Let's take the example data above. If our question is “Do 3-year-olds weigh differently than 2-year-olds?”, then we would want to perform a two-sample test (input 2 or 3). This question does not assume any relationship between the individual samples of the 2-year-old and 3-year-olds.

On the other hand, if we ask, “Do 3-year-olds weigh differently than their 2-year-old siblings?”, now we would perform a paired t-test (input 1). In this case, we would arrange our data where siblings are across from each other. For example, the first sample in each set would be siblings and so on. If we included data on non-siblings in our first question, we would need to remove that data for the paired t-test.

The difference between these tests is in the null hypothesis that you are testing.

The first case your null hypothesis is that the average weight of 3-year-olds is the same as the average weight of 2-year-olds.

The second case your null hypothesis is that the difference in weight between 2-year-old and 3-year-old siblings is zero.

One type of test will not necessarily give you a higher level of significance than the other, because they are answering fundamentally different questions. For example, in the data set above, the paired t-test and two-sample t-tests result in a p-value of 2.99 x 10^(-7) and 9.84 x 10^(-8), where the paired t-test has a lower level of significance than the independent two-sample t-test.

If you know that you want to use a two-sample t-test, then you need to decide if you should use an equal variance or unequal variance t-test. The difference between the two-sample equal variance (input = 2) and the two-sample unequal variance (input = 3) is based on the variance or deviation in the population.

Simply put, you should only choose an equal variance if you have data on the variation in the entire population and know that this is equal. Your population variation is not equal to the standard deviation of your subset. In most cases, this information is unavailable, and therefore, a two-sample equal variance t-test should be used the least.

In fact, if your variances are in fact equal then the two-sample unequal variance will perform on par with the two-sample equal variance t-test. Therefore, in general, you should likely choose the two-sample unequal variance to ensure that you are not making false-positive errors.

Once you run your t-test in excel, the output it will give you is called a p-value. The p-value (p) is the probability that the difference between the averages of two sets of data is due to random chance. In more statistical terms, the p-value is the probability that the null hypothesis is actually true, but random chance makes it appear not true.

For example, if the p-value for the differences in the weights of children was 0.01, then there is a 1% chance that 2-year-olds really do weigh the same as 3-year-olds.

Therefore, you need to have a chosen confidence level that you are going to support or reject your null hypothesis. The confidence level tells you what percentage you can be certain that the true population matches your sample.

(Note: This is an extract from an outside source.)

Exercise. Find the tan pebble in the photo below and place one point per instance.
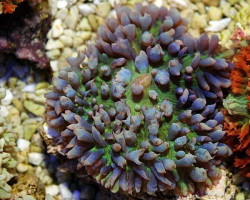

Confidence level = (1 - p-value) x 100%

For example, if our data is significant at the 95% confidence level (p < 0.05), then you can be 95% sure that two-year-olds weigh less than three-year-olds.

Common confidence levels are 95%, 99%, and 99.9% or a p-value equal to 0.05, 0.01, or 0.001, respectively.

Once you set your confidence level, you will then be able to use the p-value to accept or reject the null hypothesis at that confidence level.

For example, if our confidence level was 95% and p = 0.028, then we can reject our null hypothesis and support our hypothesis with 95% certainty.